Walter was an officer in the 21st Essex Fusiliers and had married the daughter of commanding officer Ernest S. Wigle in 1912. McGregor assumed command of the militia regiment after his father-in-law departed with the 18th Battalion in September 1914. In summer 1916, McGregor was authorized to raise the 241st from the Windsor area.
Many of the volunteers were Americans recruited from across the border. Colonel William T. Gregory, an eccentric North Carolina tobacco businessman with a curious enthusiasm for the Canadian war effort, worked as a recruiter for 241st as well as the American Legion. Addressing the battalion before it departed overseas in April 1917, Gregory declared:
I am more than proud when I recall the fact that within the ranks of the 241st Battalion, wearing the King’s uniform, are to be found many Americans—Roosevelt Americans who, thank God, were “too proud not to fight.”

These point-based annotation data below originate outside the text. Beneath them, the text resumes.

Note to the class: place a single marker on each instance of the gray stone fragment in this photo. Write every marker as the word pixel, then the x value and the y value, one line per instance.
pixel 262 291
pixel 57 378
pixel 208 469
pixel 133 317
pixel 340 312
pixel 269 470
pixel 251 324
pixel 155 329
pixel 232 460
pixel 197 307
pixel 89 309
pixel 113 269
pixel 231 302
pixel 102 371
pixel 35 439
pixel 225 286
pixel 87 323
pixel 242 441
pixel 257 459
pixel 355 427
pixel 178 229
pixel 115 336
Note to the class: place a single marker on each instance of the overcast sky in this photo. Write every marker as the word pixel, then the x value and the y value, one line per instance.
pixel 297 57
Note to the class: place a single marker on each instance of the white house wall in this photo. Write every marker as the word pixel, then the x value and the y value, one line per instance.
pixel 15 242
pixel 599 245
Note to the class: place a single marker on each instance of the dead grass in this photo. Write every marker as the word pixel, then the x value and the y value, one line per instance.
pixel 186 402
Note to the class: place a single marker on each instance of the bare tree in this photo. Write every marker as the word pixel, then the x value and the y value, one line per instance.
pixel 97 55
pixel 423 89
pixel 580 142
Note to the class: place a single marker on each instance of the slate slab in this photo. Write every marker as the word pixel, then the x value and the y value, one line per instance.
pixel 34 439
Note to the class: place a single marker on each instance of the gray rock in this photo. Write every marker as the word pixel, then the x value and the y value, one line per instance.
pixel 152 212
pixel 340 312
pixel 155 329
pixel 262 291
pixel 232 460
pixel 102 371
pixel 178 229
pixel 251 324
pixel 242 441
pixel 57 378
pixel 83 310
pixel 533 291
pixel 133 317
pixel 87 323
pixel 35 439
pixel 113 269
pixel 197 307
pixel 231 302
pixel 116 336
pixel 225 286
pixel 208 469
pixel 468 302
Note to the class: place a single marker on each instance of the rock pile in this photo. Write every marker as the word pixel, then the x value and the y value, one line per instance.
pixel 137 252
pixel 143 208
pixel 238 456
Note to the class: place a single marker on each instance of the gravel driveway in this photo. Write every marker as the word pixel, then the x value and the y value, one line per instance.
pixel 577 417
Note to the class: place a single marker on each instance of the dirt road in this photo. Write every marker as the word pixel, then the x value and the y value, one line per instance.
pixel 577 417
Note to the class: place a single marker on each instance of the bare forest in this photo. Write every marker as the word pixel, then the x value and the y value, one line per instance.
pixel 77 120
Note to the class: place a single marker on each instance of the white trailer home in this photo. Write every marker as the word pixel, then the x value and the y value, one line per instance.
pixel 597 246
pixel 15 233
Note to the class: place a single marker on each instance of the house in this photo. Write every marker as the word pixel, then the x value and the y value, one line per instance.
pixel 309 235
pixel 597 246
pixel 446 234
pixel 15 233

The 241st was absorbed into 5th and 12th Reserve Battalions in England. McGregor reverted in rank and served as a staff officer with the British First Army. During the December 1917 federal election, McGregor broke with his Liberal family tradition to endorse the Unionist candidate in Essex North, his former militia commander and father-in-law, Colonel Wigle. The Laurier Liberal candidate, William Costello Kennedy, who was supported by his brother Gordon McGregor, narrowly defeated Wigle.

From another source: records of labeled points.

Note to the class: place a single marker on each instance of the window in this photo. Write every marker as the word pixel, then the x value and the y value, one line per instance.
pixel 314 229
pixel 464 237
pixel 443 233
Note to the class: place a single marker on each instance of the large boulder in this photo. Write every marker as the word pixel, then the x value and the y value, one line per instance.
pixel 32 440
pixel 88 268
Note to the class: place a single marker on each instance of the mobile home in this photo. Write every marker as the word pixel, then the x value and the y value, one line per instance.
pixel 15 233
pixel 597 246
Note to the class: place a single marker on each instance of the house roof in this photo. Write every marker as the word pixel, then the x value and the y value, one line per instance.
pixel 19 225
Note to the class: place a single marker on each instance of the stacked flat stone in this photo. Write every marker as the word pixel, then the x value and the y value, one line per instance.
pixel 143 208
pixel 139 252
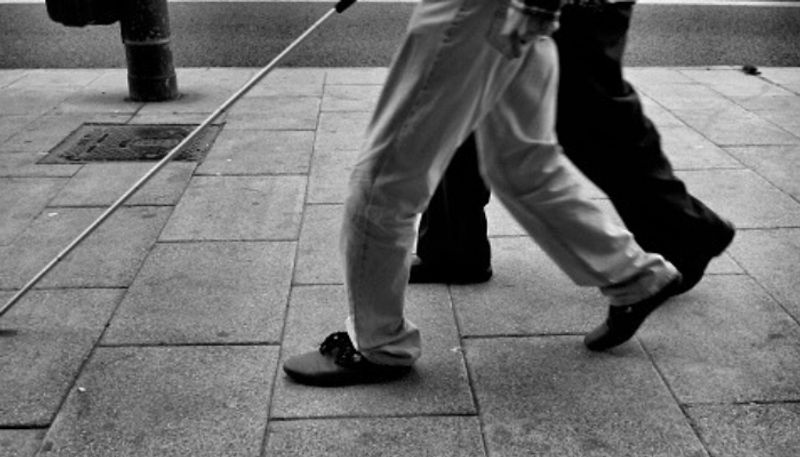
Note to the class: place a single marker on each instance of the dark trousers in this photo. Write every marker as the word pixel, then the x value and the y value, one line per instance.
pixel 604 131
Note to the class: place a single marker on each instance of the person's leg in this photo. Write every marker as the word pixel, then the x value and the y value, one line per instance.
pixel 604 131
pixel 452 245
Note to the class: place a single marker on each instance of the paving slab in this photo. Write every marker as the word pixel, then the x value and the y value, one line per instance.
pixel 780 165
pixel 744 197
pixel 438 385
pixel 418 436
pixel 734 126
pixel 726 341
pixel 548 396
pixel 772 257
pixel 167 401
pixel 748 430
pixel 101 184
pixel 528 295
pixel 258 152
pixel 318 258
pixel 47 336
pixel 23 165
pixel 274 113
pixel 238 208
pixel 354 97
pixel 330 172
pixel 20 443
pixel 21 200
pixel 193 293
pixel 109 257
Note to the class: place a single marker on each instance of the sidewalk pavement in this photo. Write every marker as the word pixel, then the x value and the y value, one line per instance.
pixel 162 334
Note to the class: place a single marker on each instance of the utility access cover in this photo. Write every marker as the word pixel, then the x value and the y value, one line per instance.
pixel 130 142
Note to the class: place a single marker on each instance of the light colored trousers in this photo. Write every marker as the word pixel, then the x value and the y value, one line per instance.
pixel 446 81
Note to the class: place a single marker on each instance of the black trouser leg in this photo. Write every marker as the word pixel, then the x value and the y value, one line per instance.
pixel 604 131
pixel 453 229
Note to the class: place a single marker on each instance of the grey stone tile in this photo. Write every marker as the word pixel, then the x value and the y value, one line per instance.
pixel 748 430
pixel 549 397
pixel 238 208
pixel 20 443
pixel 48 131
pixel 725 341
pixel 744 197
pixel 109 257
pixel 330 172
pixel 51 333
pixel 772 257
pixel 274 113
pixel 734 126
pixel 418 436
pixel 206 293
pixel 341 131
pixel 23 165
pixel 318 257
pixel 780 165
pixel 199 401
pixel 101 184
pixel 437 386
pixel 356 75
pixel 688 149
pixel 350 98
pixel 254 152
pixel 527 295
pixel 21 200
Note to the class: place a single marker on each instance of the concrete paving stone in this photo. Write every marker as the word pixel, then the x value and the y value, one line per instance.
pixel 274 113
pixel 772 257
pixel 167 401
pixel 418 436
pixel 52 78
pixel 32 101
pixel 238 208
pixel 725 341
pixel 20 443
pixel 48 131
pixel 371 75
pixel 688 150
pixel 258 152
pixel 742 196
pixel 528 295
pixel 192 293
pixel 780 165
pixel 341 131
pixel 101 184
pixel 21 200
pixel 109 257
pixel 290 82
pixel 356 97
pixel 23 165
pixel 549 396
pixel 438 385
pixel 10 125
pixel 688 97
pixel 50 334
pixel 735 126
pixel 748 430
pixel 330 172
pixel 318 257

After the war, Walter McGregor returned to Windsor and remained active in his family’s business affairs. Upon Gordon’s death in 1922, Walter became executor of his estate. He later served as president of the Canadian Chamber of Commerce and died on 21 April 1933.
His son, Walter Leishman McGregor Jr. (1916-2007), led the Essex Scottish Regiment at Dieppe Raid on 19 August 1942 and spent two and a half years as a prisoner of war.